More accurately a social media security breach. Okay so here’s the extent of my activity on social media. I don’t use twitter, I have like a 5-6 year old account but I have not tweeted anything ever. My Facebook page has anyone and everyone on. Schoolmates (primary to uni), ex-colleagues, family friends, extended family, extended-extended family. Basically people who I am close to to people who I barely remember. I occasionally go through my friends list and delete those people I cannot remember meeting. Basically I use Facebook to catch up on useless articles and stalk people. Rarely when I feel like I need attention I will post a status update or photo.
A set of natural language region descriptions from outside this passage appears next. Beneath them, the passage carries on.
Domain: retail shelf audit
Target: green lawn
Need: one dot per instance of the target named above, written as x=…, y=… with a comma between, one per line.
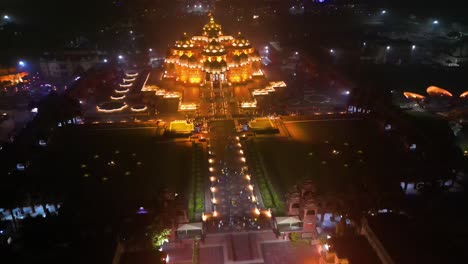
x=363, y=159
x=121, y=168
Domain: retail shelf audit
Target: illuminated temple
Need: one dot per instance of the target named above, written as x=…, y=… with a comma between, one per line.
x=212, y=56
The next layer is instagram. I have various people on it, ranging from people I know well to people I am just okay with. But none of my annoying ex-colleagues or extended family are on it. Except my bff cousin (R). The one I mention on my blog a fair bit. My friends/follow list is very managed on IG, I will not just randomly add someone on it. I use it mostly as a online scrapbook for myself.
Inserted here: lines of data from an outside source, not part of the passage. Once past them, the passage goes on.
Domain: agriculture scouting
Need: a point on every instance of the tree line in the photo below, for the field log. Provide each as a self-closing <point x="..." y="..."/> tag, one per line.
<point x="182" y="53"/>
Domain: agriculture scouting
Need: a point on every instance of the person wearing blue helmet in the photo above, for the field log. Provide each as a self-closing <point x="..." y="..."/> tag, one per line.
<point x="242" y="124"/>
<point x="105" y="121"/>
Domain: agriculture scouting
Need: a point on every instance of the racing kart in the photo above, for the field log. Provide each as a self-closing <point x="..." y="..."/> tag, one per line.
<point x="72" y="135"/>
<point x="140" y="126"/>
Then there’s this blog, which is almost like a diary. Not even sure I can classify it as social media. The only 2 people who know me personally that have this url are my cousin and my friend Johnny. That’s it.
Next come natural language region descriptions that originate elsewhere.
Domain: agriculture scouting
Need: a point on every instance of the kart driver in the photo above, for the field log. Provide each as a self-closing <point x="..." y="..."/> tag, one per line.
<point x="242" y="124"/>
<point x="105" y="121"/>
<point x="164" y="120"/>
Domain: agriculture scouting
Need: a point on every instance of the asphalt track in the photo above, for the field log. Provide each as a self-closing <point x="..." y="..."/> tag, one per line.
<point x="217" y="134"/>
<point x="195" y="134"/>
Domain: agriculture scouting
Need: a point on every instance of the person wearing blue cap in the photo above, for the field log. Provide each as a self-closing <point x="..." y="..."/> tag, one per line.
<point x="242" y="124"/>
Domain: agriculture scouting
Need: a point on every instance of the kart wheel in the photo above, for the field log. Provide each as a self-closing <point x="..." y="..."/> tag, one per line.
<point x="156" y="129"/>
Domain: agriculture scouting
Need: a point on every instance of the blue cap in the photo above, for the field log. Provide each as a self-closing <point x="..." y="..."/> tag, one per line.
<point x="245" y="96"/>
And then there’s tumblr, but that’s mostly to kill time. Not much of a social aspect at all there.
Now lets go back to instagram. I have rejected a fair number of follow requests from cousins, colleagues, basically people I don’t think make it into the circle of trust. Well my true circle of trust is really small, this is like a secondary circle of trust. And today a cousin who I am not so close to, but not so not-close to (if that makes sense) added me. This cousin (J) and I grew up together and we keep in touch now. But I don’t exactly tell her stuff like my cousin R. So now, if I accept her request, it’s going to be weird. It’ll also be weird if I reject her. And J is a reporter, she’s always interrogating us on things and it’s annoying. Very annoying. I just cannot decide which is weirder. And honestly I have nothing to hide on IG. It’s not like I live a double life of being an average joe (or jane in this case) by day and become some wild party girl at night or anything. So why is this bothering me? I have no idea. It’s just the way my brain is wired.